Headquartered in Worcester, Massachusetts and operating in Rhode Island, Massachusetts, Connecticut and New York, P&W is contiguous with G&W’s New England Central Railroad and Connecticut Southern Railroad. It has around 140 employees, 32 locomotives, 260 km of owned track and 560 km of track access agreements, including exclusive freight access over Amtrak’s Northeast Corridor between New Haven, Connecticut and Providence, Rhode Island, and trackage rights over MTA Metro-North, Amtrak and CSX Corp infrastructure between New Haven, Connecticut, and Queens, New York.
P&W also connects with CSX, Norfolk Southern, Pan Am Railways, Pan Am Southern, the Housatonic Railroad and the New York & Atlantic Railroad, and connects to Canadian National and Canadian Pacific via the NECR.
It serves a mix of aggregates, automotive, chemicals, metals and lumber customers in southeastern New England, handling approximately 43 000 carloads and intermodal units annually. It serves the ports of Providence, Davisville and New Haven, and a USA Customs bonded intermodal terminal in Worcester, Massachusetts. P&W also owns 45 acres of undeveloped waterfront land in East Providence which G&W expects to sell.
The Robert H Eder Trust and the Linda Eder Trust, which own a majority of the preferred stock of the P&W and 17·3% of the common stock, have entered into a voting agreement with G&W in favour of the transaction.
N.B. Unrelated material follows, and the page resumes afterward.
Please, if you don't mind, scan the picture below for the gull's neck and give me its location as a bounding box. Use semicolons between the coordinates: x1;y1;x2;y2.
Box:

Chairman & CEO Robert H Eder said becoming part of G&W would ensure that the P&W ‘will continue to provide the quality of service which our customers and the communities we serve have enjoyed over the 40+ years since we re-commenced independent operations while at the same time continuing and improving on our programmes to promote employee and community safety.’
G&W anticipates P&W will generate $35m of revenue and $12m of EBITDA in the first year, including $8m of immediate cost savings. In the medium term, G&W anticipates additional operational efficiencies and commercial opportunities will generate a further $5m of EBITDA over the following two to three years.
G&W expects P&W to require $3m of annual capital expenditures and have depreciation and amortisation expenses of $3m. It also expects annual diluted EPS accretion from the acquisition of approximately 2%.
G&W is to fund the acquisition through its revolving credit facility, which had available capacity of $542m as of June 30.
‘The acquisition of P&W is an excellent strategic fit’, said G&W President & CEO Jack Hellmann. ‘Following anticipated STB approval of the acquisition, our connectivity with the P&W enables us to realise substantial immediate cost savings, to share and optimise the utilisation of equipment and other assets, and to unlock significant new customer opportunities across sister G&W railroads as well as connecting partners at two Canadian Class I railroads, two US Class I railroads and two regional railroads. Our acquisition of the P&W will ultimately enhance the efficiency and customer service of rail in New England.’